Je le fais vraiment de bon coeur. Si quelqu'un se sent blessé, je m'en excuse d'avance, mais je n'ai pas de crainte. C'est sûr qu'avec ce qui se passe, j'y ai pensé. Et je l'assume. Je ne pense pas non plus qu'il faille retourner dans le passé et la barrer.

La barrer et décider de la reprendre, ce n'est pas la même chose.

C'est vrai. Mais au bout du compte, cette chanson va chercher une clientèle très différente. Quand je la faisais en show, les gens aimaient ça et c'est ce qui m'a poussé à la mettre sur l'album. Et puis aujourd'hui, il faut oser, sinon ça passe comme dans du beurre. On ne va pas en faire un drame! Ça défoule, et il n'y a rien de flagrant ou de vulgaire.

Tu finis le disque avec la chanson Le zouk. C'est important pour toi de rendre hommage à tes racines antillaises?

J'ai grandi en Guadeloupe, je suis allé à l'école là-bas, mes parents vivent là depuis 30 ans. J'y étais encore il y a deux semaines. Oui, c'est important, et c'est la première fois que je me le permets sur disque. Mais je l'ai placée en dernier pour casser le moule: elle est différente des autres, mais j'ai envie de me lâcher, de m'amuser. C'est vraiment mon côté antillais.

Tu n'as pas peur d'être accusé d'appropriation culturelle?

Non, parce que c'est un clin d'oeil. C'est le seul zouk que je vais faire dans ma vie. D'un autre côté, il n'y a plus de limites aujourd'hui. Il n'y a pas vraiment de zouk québécois, je suis un des rares à l'avoir fait. L'été dernier, je jouais dans les festivals, il y a des Antillais qui sont venus me voir et qui ont vraiment tripé sur ma toune. Je pense que c'est le fun de toucher tout le monde - ça m'a même permis de jouer dans les radios antillaises, par exemple à NRJ Antilles, qui est une grosse radio commerciale là-bas. C'est vraiment plaisant.
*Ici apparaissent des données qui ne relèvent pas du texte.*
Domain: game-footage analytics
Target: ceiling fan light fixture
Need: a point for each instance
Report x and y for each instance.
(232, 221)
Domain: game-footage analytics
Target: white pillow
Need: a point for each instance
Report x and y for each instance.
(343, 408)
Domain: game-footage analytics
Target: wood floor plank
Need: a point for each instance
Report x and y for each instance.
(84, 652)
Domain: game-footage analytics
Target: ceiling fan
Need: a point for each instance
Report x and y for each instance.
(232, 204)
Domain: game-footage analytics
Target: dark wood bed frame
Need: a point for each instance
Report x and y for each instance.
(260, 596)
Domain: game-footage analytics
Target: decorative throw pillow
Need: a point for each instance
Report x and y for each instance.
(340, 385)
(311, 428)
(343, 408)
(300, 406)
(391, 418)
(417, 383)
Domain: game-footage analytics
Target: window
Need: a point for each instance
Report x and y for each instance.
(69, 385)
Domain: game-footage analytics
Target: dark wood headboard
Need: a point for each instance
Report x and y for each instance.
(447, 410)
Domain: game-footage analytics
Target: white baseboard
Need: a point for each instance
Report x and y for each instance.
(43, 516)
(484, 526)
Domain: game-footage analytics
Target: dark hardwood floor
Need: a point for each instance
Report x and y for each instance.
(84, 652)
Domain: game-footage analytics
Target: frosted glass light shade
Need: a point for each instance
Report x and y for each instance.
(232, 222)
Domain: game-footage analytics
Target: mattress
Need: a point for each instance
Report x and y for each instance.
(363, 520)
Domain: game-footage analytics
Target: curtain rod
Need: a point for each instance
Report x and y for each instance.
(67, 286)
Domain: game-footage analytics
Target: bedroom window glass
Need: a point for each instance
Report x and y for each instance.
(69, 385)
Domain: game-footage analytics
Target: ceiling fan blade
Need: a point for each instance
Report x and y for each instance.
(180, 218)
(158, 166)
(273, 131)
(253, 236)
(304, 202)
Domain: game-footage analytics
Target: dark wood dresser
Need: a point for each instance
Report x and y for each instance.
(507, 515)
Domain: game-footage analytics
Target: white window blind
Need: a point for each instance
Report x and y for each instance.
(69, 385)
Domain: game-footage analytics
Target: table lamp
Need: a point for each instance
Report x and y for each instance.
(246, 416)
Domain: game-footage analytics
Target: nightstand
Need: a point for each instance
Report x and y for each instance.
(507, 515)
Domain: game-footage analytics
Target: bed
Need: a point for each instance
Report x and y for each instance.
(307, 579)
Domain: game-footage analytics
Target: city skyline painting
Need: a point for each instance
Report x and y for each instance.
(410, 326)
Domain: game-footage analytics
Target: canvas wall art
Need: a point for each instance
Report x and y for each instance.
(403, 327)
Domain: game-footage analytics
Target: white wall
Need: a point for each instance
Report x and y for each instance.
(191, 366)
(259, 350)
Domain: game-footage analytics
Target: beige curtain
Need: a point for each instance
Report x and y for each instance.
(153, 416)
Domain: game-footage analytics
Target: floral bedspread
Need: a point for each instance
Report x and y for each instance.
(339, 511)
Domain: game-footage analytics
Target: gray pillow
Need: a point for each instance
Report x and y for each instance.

Tu as donné des spectacles avec Marco Calliari, tu vas partir en tournée avec Yves Lambert. Tu n'as pas peur d'abolir les frontières entre les genres?

Non. Des fois, c'est bête à dire, mais ce sont les mariages qu'on attend le moins qui marchent. Les diffuseurs et les gens apprécient beaucoup ces plateaux doubles. C'est estival et festif. Pour l'instant, c'est un spectacle exclusif pour les festivals d'été.

Quelle vie souhaites-tu à ce disque?

J'en suis vraiment fier. Je lui souhaite de vivre toune par toune, que chacun y trouve son coup de coeur.

Tu es là pour rester?

Oui. C'est une passion, je m'amuse, je suis heureux de ce que je fais, de ce que j'ai déjà accompli. L'important, c'est de toucher à tout et de s'épanouir.

Chanson. Fun noir. Jérôme Charlebois. Les Productions Garou.